Today Kay went around bare-legged
with just a top and a panty-pad. I found
her another panty-pad to put on, but she imagined that it was dirty and refused
it. I also tried to help her find a pair
of pants, and she also wanted two white sweaters even though it was very hot,
and Mom was worried that Kay would suffer from the heat. Kay was suffering from much worse than that. Kay
started in by saying to me, referrnig to Mother, “I just wish you would take
your daughter to a nice place like this but one that’s somewhere else and get
her straightened out.” She complained
about Mother’s things being in her bureau drawers, which they weren’t. She remembered that when Mom first came she
was supposed to share a bureau but she never told her half of it was hers.
The never telling her accusation
then went into more serious areas: Mom
would leave the three children in her, Kay’s, bed, and go off without even
telling her they were there. And what
was she supposed to do? And then a lady
came on the radio and said such awful things about her, Kay. And Mom beat her. People don’t know, but Kay puts up with it
because she feels sorry for her.
I tried Suzy’s nightmare explanation
and interjected something like, “Oh, Kay.
We really do care about you. My
mother really cares about you, and you’re really safe with her. She wouldn’t do anything to hurt you. But I know you don’t feel safe because it’s
like you’re having a nightmare, a really bad dream.”
“She’s you’re mother? I thought you were her mother,” she said to
me.
Mom tried really hard to reason with
Kay.
“Honey, could you put your energy to
thinking positively instead of being on a vendetta to get someone mad at
you?”
Mom also said something like, “I
understand that you want your own way and your own direction, but that’s no
reason why I should go along with it.”
She said this very civilly, as if she were in couple therapy, asked to
give the other person’s point of view and her own.

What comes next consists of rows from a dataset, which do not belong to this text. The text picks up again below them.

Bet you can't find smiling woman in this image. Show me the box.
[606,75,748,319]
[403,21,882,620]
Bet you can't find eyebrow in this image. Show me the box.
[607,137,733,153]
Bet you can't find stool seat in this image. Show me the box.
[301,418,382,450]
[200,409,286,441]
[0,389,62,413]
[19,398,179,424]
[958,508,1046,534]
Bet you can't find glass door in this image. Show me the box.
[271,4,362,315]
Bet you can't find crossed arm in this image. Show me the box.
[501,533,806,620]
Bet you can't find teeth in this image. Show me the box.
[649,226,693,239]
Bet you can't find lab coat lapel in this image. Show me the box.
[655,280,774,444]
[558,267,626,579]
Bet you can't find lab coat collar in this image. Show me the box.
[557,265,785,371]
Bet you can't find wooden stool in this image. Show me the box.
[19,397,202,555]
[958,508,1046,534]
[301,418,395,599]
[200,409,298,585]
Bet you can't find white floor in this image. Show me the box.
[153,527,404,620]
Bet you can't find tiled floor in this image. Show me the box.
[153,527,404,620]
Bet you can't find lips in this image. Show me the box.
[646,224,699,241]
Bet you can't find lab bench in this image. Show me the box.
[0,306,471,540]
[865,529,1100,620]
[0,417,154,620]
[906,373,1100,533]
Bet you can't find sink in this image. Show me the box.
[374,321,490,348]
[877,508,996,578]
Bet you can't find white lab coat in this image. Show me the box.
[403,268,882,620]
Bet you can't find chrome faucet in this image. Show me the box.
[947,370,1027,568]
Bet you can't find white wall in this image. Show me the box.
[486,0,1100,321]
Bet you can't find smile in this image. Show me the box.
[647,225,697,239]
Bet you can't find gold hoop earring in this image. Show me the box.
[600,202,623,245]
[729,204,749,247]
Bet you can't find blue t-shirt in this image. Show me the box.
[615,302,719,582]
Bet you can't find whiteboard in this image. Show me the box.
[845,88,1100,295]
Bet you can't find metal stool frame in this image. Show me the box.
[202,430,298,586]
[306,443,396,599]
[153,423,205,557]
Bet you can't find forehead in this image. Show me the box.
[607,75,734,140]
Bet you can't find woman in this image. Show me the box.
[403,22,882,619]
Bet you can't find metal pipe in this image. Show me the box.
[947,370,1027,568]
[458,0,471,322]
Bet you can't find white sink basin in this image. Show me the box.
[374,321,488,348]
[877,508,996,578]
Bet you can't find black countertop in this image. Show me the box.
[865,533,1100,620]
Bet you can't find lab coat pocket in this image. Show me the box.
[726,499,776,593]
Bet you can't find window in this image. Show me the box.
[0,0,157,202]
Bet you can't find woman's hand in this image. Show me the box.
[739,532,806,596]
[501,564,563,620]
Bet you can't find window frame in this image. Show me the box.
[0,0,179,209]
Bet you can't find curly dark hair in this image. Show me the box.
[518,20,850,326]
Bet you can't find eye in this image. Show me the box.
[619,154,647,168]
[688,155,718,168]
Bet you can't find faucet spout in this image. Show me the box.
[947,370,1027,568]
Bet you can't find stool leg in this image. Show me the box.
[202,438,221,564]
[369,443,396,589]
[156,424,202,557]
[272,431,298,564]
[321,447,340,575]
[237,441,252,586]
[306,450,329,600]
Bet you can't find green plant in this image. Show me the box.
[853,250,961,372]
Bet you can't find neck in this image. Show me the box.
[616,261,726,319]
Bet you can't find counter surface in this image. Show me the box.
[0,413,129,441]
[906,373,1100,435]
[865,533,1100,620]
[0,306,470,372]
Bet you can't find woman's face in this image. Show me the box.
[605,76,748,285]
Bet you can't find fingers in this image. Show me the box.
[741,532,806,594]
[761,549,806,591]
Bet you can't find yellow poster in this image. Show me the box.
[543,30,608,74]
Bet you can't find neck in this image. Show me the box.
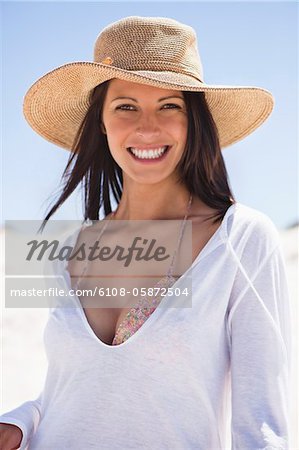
[114,181,190,220]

Then Kay said, “I don’t have my
way.” And indicating Mom she said,
“She’s guilty, not me.”
Ada asked angrily, “Guilty of
what?”
I decided I’d have to get Ada out of
the room but not until Mom saw the support Ada was giving her. Ada definitely agitates Kay and is usually
the one Kay accuses of beating her up.
Everytime Ada said something, Kay answered, “What? I can’t hear you?”
Kay said (about Mom), “She beat me.”
Mom said, “I wasn’t even thinking
about beating you up.”
Ada said to Kay, “You aren’t even
listening.”
Kay said, “I don’t have to listen to
this.” And then to Ada she said, “This
isn’t your territory.”
Mom said, “How would it be if I
withdraw some money from the bank and pay for another place for you to live?”
Then Kay said to Mom, “They’ve
already got your number. You’re caught
and there’s nothing you can do about it.”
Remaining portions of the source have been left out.